Feedback

I have a pair of Resound Forza from Costco. Excellent hearing aids. Hearing and understanding speech is excellent.

They have a lot of feed back when anything gets near my ears. My question is will adjusting to get rid of the feedback have an effect on what I’m hearing? I don’t want to ruin what I have just to get rid of feedback.

Thank you.

It’s possible. I know that in general the way feedback management works is it can automatically lower the gain when it detects feedback in order to eliminate or reduce the feedback.

You can also try custom molds. My resounds with the custom molds basically have no feedback problems at all.

seb, wouldn’t that increase the occlusion?
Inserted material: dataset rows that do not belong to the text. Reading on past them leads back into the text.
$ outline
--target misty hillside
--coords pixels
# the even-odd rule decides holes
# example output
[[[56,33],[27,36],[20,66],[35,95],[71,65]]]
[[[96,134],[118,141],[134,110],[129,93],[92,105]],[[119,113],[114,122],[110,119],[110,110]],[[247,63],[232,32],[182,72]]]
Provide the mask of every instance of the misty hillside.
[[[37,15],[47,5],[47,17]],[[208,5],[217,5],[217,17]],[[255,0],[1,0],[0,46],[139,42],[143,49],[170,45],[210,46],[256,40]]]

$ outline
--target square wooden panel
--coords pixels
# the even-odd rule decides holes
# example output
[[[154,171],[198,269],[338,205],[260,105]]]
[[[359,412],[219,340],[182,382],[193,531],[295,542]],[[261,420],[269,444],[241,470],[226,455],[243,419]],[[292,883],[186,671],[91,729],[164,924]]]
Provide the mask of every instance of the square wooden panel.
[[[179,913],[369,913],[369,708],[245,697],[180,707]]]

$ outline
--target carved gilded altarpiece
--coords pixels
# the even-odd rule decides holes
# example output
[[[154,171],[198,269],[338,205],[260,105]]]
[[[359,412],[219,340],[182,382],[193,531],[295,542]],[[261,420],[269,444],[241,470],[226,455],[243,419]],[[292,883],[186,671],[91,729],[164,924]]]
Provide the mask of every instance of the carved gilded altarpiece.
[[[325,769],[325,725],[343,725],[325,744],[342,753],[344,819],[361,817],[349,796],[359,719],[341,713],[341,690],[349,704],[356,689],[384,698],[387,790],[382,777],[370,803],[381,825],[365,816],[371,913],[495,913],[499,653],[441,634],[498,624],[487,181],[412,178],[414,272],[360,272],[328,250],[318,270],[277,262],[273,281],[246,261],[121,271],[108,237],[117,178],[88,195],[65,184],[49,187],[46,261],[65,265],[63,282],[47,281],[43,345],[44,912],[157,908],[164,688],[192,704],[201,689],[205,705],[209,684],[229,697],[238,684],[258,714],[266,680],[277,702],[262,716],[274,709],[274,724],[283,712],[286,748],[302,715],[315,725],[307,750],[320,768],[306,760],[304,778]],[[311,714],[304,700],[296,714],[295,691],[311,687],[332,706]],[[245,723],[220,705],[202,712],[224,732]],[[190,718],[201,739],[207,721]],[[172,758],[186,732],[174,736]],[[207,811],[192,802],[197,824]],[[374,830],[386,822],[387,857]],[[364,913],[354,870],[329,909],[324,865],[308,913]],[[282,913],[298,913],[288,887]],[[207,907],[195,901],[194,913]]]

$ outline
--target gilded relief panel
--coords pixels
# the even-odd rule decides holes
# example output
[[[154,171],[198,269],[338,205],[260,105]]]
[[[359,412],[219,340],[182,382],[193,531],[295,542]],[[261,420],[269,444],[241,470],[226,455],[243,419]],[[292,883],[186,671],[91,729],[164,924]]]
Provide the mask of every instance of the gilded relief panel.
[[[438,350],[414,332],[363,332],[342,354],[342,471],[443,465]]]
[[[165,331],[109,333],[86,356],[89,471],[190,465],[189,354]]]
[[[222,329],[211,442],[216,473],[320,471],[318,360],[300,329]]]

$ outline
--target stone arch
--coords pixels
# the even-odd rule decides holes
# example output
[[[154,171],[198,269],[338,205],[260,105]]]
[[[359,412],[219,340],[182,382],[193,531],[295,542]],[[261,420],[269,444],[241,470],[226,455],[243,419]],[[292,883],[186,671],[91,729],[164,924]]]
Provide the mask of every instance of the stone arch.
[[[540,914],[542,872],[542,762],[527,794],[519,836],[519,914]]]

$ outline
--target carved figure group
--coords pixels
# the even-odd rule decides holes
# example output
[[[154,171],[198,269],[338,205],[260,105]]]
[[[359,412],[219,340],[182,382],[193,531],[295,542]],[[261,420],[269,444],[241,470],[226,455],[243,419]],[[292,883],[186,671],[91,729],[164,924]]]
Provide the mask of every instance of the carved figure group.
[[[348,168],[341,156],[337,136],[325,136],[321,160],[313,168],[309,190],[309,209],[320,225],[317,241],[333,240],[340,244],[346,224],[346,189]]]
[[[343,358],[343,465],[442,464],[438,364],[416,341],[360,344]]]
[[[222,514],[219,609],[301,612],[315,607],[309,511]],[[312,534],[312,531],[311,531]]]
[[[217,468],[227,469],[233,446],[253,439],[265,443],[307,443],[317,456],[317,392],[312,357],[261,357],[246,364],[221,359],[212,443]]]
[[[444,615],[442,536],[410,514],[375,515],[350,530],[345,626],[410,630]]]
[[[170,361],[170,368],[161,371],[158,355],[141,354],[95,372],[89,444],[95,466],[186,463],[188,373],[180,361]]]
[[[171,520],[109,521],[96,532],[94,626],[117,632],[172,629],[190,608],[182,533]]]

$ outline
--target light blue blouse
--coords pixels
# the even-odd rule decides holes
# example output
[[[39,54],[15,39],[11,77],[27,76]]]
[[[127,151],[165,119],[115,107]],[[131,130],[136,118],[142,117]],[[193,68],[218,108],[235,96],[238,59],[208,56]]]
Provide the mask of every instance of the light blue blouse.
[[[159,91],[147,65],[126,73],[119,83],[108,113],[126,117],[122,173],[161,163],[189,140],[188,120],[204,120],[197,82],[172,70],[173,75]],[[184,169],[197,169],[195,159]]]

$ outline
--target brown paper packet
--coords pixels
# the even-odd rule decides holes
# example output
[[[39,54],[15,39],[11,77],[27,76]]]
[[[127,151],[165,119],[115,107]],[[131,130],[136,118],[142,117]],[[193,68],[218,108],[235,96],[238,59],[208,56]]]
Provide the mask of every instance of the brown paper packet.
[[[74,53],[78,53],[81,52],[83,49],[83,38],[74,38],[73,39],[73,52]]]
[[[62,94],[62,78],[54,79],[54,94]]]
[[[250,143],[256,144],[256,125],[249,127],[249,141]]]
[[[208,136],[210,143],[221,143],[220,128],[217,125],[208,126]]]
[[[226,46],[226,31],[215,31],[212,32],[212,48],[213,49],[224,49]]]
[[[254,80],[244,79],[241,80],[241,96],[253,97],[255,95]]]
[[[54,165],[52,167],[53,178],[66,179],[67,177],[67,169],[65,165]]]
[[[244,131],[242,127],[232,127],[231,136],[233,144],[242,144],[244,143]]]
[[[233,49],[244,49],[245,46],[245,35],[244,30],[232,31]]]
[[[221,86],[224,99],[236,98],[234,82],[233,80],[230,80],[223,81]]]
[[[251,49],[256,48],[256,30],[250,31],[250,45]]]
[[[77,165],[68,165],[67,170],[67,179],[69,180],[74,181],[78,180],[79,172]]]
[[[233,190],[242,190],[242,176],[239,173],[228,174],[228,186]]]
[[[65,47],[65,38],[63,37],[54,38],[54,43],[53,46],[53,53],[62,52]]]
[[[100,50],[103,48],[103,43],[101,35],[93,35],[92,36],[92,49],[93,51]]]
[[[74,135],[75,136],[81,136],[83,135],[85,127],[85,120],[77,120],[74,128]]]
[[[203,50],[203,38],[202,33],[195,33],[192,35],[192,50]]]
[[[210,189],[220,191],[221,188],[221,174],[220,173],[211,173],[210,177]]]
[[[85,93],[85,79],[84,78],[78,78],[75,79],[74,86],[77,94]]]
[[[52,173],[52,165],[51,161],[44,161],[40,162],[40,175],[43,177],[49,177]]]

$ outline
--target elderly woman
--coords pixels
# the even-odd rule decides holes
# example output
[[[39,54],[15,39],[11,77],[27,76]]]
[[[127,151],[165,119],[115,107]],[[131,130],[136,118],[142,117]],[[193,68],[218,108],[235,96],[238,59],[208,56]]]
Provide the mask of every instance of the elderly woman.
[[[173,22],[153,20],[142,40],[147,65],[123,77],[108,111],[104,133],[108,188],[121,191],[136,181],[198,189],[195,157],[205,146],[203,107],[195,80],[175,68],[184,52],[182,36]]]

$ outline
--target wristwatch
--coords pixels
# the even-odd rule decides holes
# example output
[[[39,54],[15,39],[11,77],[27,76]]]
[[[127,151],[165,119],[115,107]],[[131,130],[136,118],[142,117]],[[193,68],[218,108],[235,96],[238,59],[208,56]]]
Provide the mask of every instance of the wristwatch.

I have a loss similar to yours and have custom molds with a large vent and have no occlusion. The mold is much more comfortable than the domes/open fit in my opinion and I know I won’t loose a hearing aid if I’m doing something that would cause an open fit aid to fall out.

Erm, no.

The notch filtering mechanism is the ‘old’ way of doing it, but still forms the basis of some systems (Resound etc). You’ll see that the aids just wind in the HF gain on a REM screen when there’s a pure-tone detected - even if the source of the pure-tone isn’t the aids themselves.
There was a previous post where somebody said that they had the gain turned-up and it made no difference to the amount of feedback: it won’t, as the aid will still cut the gain at the same frequency. The impression of loudness tends to come from below 750Hz while feedback tends to peak around the resonant frequency of the receiver unit (and ear canal) at around 2.5-3 kHz.

Other aids use sine-wave inversion, frequency shifting, sound tagging and binaural recognition to reduce the effect of feedback.